Para a enumeração de coliformes totais e E. coli nos queijos foi o utilizado o método cromogênico Compact Dry EC (Nissui Pharmaceutical Co. Ltd.), incubado a 35 ºC ±2 ºC por 24 horas. Coliformes totais e termotolerantes no leite, água, soro-fermento e swabs de equipamentos foram quantificados pela técnica do número mais provável (NMP), realizadas de acordo com Silva et al.(11).

A enumeração de Staphylococcus coagulase positiva nos queijos e sua presença/ausência nas mãos dos manipuladores foram realizadas em ágar seletivo Baird Parker (Oxoid), incubado a 35 ºC por 48 horas, com confirmação pela prova da coagulase e catalase(12).

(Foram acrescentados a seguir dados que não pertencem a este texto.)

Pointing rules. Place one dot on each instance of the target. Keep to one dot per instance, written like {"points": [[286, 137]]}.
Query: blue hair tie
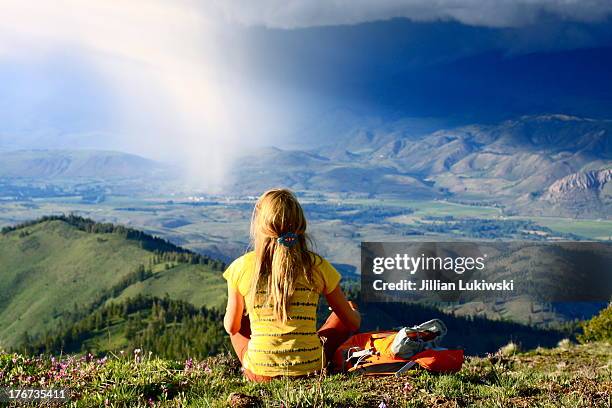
{"points": [[288, 239]]}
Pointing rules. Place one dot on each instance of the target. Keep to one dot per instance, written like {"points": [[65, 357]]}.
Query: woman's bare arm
{"points": [[233, 311], [346, 311]]}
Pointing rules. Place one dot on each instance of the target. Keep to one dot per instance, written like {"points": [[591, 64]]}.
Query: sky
{"points": [[198, 82]]}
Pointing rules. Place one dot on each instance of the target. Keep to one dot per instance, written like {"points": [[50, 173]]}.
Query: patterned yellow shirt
{"points": [[292, 348]]}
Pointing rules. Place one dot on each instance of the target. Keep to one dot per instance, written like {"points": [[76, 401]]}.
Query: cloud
{"points": [[175, 76], [489, 13]]}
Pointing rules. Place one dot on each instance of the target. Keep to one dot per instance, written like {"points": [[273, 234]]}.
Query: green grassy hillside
{"points": [[565, 376], [55, 269]]}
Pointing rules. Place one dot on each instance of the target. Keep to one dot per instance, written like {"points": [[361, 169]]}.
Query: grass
{"points": [[566, 376]]}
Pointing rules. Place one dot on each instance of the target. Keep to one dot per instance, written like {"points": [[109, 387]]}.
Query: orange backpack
{"points": [[382, 353]]}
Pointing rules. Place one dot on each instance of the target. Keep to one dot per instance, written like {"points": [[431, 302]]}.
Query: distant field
{"points": [[591, 229], [433, 208]]}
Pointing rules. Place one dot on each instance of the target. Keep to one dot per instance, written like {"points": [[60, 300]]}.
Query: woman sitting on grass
{"points": [[277, 286]]}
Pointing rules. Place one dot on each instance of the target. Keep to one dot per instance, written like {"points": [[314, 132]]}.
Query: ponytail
{"points": [[278, 234]]}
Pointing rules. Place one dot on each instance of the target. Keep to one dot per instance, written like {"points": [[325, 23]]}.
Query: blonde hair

A presença/ausência de Salmonella spp. e Listeria monocytogenes em 25 g de queijo ou 25 mL do leite foi realizada pelo método molecular Bax System (Dupont Qualicon®), aprovado pela AOAC 100.201 e AFNOR QUA 13/3-11/02(13) e pelo MAPA, conforme IN 40 de 12/12/2005(14) e Bax for Listeria monocytogenes 24E (Dupont Qualicon®), aprovado para análise de alimentos pela AOAC 080901 e AFNOR QUA-18/05-07/08(13) e pelo MAPA IN nº 40(14), respectivamente.

Para auxiliar na análise das condições sanitárias do local, bactérias mesófilas, em leite e água foram cultivadas em ágar PCA - agar plate count (Difco), incubado a 35 °C por 48 horas. Para quantificação de bactérias láticas no soro-fermento, foi utilizado o ágar MRS (Merck) sob anaerobiose, a 30 ºC por 48 horas, a fim de verificar a viabilidade da microbiota desejável presente. As técnicas foram realizadas conforme recomendações de Silva et al.(11).

Para a determinação da umidade, gordura, gordura no extrato seco, acidez titulável, cloretos, cinzas e proteína total foram utilizados os métodos oficiais descritos na Instrução Normativa 68, de 12 de dezembro de 2006(14). A proteína total (PT) foi determinada de modo indireto, multiplicando-se o percentual de nitrogênio total (NT) pelo fator 6,38, indicado para proteína derivada de leite(12).

Os resultados bacteriológicos dos ensaios antes e depois dos treinamentos foram tabulados, transformados em Log10 e testados quanto à normalidade pelo teste de Kolmogorov-Smirnov. O teste t de Student foi utilizado para verificar diferenças entre dados pareados com 95% de confiança. As correlações de Pearson e Spearman foram utilizadas para verificar a relação entre os resultados obtidos nas contagens de bioindicadores e os parâmetros físico-químicos ao longo da maturação. Os procedimentos foram realizados conforme orientações(15) utilizando o programa GraphPad prism 5.0.

Resultados e Discussão



As visitas às duas propriedades produtoras dos queijos artesanais mostraram deficiências relacionadas à estrutura física e práticas sanitárias adotadas nas duas unidades produtoras de queijos artesanais. Quanto às estruturas físicas, as principais falhas observadas foram: inadequação do local de ordenha e falhas de vedação na queijaria contra animais e insetos. Quanto às condições sanitárias, podem-se destacar: a não utilização de boas práticas na obtenção do leite, insuficiente higienização das mãos e uso de água sem tratamento. Assim, o treinamento dos produtores foi focado em procedimentos que visavam corrigir as principais não conformidades observadas e nas recomendações de boas práticas preconizados pela Portaria nº 523, de 3 de julho de 2002(16).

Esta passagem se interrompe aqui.